Find the Subarray of given length with Least Average

Table of Contents

Problem Statement

In the “Find the Subarray of given length with Least Average” problem we have given an array and an input integer X. Write a program to find the subarray of length X with least/minimum average. Prints the starting and ending indexes of the subarray which has the least average.

Input Format

The first line containing an integer value n.

Second-line containing n space-separated integers.

The third line containing an integer value X.

Output Format

The first and only one line containing two integer values with space-separated. The first integer represents the starting and the second integer represents the ending indexes of the subarray which has the least average.

Constraints

1<=N<=10^5
1<=a[i]<=10^9
1<=X<=N

Example

5
3 5 1 7 6
2

1 2

Explanation: The subarray is between index 1 and 2. We can see clearly that the sum of 5 and 1 is the least.

Algorithm to Find the Subarray of given length with Least Average

In this method, we use the idea of the sliding window of size X.

1. Initialize index =0, which is the starting index of the subarray with the least average

2. Find the sum of the first X elements and store it in sum variable

3. Initialize least_sum to the above sum variable

4. Traverse the array from (X+1)th index till the end of the array

For every element arr[i], calculate sum = sum + arr[i] -arr[i-X]
If sum < least_sum, then make index = (i-X+1) and least_sum =sum.

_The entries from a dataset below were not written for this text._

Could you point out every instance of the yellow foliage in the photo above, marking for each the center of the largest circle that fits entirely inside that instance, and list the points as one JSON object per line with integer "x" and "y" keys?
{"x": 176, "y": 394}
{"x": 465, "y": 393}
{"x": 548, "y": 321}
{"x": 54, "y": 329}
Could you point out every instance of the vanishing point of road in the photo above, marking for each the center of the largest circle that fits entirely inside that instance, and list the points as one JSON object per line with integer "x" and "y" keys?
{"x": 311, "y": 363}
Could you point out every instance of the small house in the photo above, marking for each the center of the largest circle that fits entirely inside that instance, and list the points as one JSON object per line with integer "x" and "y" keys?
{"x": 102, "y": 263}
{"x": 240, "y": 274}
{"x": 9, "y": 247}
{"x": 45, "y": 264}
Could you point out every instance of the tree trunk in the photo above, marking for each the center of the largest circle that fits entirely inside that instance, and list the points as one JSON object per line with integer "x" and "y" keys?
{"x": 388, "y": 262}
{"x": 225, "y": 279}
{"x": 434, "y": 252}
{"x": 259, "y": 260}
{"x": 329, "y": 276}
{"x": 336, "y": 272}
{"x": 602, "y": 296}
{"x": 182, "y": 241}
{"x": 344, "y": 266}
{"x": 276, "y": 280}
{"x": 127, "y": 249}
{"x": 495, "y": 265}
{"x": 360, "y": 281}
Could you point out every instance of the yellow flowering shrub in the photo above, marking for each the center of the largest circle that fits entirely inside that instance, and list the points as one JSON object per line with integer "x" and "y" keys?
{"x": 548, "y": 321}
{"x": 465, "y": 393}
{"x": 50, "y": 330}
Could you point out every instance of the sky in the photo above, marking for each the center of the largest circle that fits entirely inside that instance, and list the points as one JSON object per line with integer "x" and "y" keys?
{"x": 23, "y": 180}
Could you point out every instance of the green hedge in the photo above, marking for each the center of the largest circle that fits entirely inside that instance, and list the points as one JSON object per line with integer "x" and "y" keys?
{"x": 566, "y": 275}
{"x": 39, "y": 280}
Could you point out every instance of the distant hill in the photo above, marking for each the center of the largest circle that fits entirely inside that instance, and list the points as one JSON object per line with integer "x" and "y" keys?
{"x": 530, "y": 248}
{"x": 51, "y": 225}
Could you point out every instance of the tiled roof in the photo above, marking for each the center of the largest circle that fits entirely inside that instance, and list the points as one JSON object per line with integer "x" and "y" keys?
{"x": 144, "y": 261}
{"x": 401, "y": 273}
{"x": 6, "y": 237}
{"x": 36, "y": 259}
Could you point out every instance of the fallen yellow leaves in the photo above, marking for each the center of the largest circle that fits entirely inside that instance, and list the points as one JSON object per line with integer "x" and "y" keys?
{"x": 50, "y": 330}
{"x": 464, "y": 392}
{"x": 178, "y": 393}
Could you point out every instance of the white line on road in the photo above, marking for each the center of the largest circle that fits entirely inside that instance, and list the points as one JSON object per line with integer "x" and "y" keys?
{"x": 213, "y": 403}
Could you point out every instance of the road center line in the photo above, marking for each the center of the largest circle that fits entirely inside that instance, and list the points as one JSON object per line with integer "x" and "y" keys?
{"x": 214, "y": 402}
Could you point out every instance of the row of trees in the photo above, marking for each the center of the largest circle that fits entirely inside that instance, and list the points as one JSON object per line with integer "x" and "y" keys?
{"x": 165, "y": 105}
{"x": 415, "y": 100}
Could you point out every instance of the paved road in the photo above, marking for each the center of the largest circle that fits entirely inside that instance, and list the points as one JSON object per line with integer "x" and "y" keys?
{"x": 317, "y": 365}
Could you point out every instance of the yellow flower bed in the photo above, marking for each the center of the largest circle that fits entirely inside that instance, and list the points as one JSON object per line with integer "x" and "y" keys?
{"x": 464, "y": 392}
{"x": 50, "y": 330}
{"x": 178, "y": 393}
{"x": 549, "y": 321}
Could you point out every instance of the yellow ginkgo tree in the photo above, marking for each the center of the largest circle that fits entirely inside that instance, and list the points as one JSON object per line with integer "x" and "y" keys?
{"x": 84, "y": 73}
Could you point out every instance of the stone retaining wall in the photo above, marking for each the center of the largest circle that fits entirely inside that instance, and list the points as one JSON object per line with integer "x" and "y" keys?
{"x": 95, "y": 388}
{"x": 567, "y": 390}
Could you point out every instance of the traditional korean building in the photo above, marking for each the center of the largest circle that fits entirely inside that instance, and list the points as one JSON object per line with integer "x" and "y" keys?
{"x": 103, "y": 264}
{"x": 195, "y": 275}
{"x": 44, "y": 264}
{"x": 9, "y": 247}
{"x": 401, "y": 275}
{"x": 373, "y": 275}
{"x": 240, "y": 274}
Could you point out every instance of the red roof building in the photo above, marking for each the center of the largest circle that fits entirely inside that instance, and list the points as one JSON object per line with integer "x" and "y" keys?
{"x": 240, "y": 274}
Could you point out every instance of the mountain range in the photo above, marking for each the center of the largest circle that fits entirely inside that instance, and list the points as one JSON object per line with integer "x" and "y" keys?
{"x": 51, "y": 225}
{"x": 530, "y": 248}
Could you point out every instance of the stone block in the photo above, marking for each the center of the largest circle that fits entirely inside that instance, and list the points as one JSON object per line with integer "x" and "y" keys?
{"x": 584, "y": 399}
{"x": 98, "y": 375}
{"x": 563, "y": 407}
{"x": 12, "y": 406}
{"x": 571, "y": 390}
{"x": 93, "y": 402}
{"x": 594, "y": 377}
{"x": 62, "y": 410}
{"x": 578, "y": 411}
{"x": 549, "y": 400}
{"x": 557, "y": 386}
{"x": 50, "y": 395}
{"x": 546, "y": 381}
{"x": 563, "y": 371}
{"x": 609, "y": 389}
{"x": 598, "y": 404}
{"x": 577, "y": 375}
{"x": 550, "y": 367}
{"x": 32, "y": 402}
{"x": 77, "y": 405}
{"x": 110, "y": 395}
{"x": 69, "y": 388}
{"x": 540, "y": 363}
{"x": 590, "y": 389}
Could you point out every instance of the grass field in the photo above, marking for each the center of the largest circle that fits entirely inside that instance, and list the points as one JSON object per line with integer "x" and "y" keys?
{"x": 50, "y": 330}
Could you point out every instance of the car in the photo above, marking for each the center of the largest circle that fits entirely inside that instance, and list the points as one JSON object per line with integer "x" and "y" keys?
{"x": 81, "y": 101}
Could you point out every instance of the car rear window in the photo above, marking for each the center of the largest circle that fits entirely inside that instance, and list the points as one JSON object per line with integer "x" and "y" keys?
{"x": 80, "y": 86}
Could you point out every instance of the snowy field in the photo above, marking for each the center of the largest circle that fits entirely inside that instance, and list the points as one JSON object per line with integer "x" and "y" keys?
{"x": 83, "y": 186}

5. Print the index and the index + X -1 as the starting and ending of the subarray with least average.

Implementation

C++ Program to Find the Subarray of given length with Least Average

#include <bits/stdc++.h> 
using namespace std; 

int main() 
{ 
    int n;
    cin>>n;
    int a[n];
    for(int i=0;i<n;i++)
    {
        cin>>a[i];
    }
  int k;
  cin>>k;
  if(n>=k)
  {
      int ans = 0; 
    	int sum = 0; 
    	for(int i=0;i<k;i++) 
    	{
    		sum+=a[i];
    	}
    	int min_sum=sum; 
    	for (int i=k;i<n;i++) 
    	{ 
    		sum+=a[i]-a[i-k]; 
    		if(sum<min_sum) 
    		{ 
    			min_sum = sum; 
    			ans = (i-k+1); 
    		} 
    	} 
    	cout<<ans<<" "<<ans+k-1<<endl;
  }
  else
  {
     cout<<-1<<endl;
  }
  return 0; 
}

Java Program to Find the Subarray of given length with Least Average

import java.util.Scanner;
class sum
{
    public static void main(String[] args)
    {
        Scanner sr = new Scanner(System.in);
        int n=sr.nextInt();
        int a[]= new int[n];
        for(int i=0;i<n;i++)
        {
            a[i]=sr.nextInt();
        }
        int k = sr.nextInt();
        if(n>=k)
        {
            int ans = 0; 
            int sum = 0; 
            for(int i=0;i<k;i++) 
            {
                    sum+=a[i];
            }
            int min_sum=sum; 
            for (int i=k;i<n;i++) 
            { 
                    sum+=a[i]-a[i-k]; 
                    if(sum<min_sum) 
                    { 
                            min_sum = sum; 
                            ans = (i-k+1); 
                    } 
            } 
            System.out.println(ans +" "+(ans+k-1));
        }
        else
        {
            System.out.println(-1);
        } 
    }
}

10
1 4 3 6 23 76 43 1 2 89
4

0 3

Complexity Analysis to Find the Subarray of given length with Least Average

Time Complexity

O(n) where n is the size of the given array a[]. Here we use the concept of the sliding window which take linear time.

Space Complexity

O(1) because we don’t use any auxiliary space at here.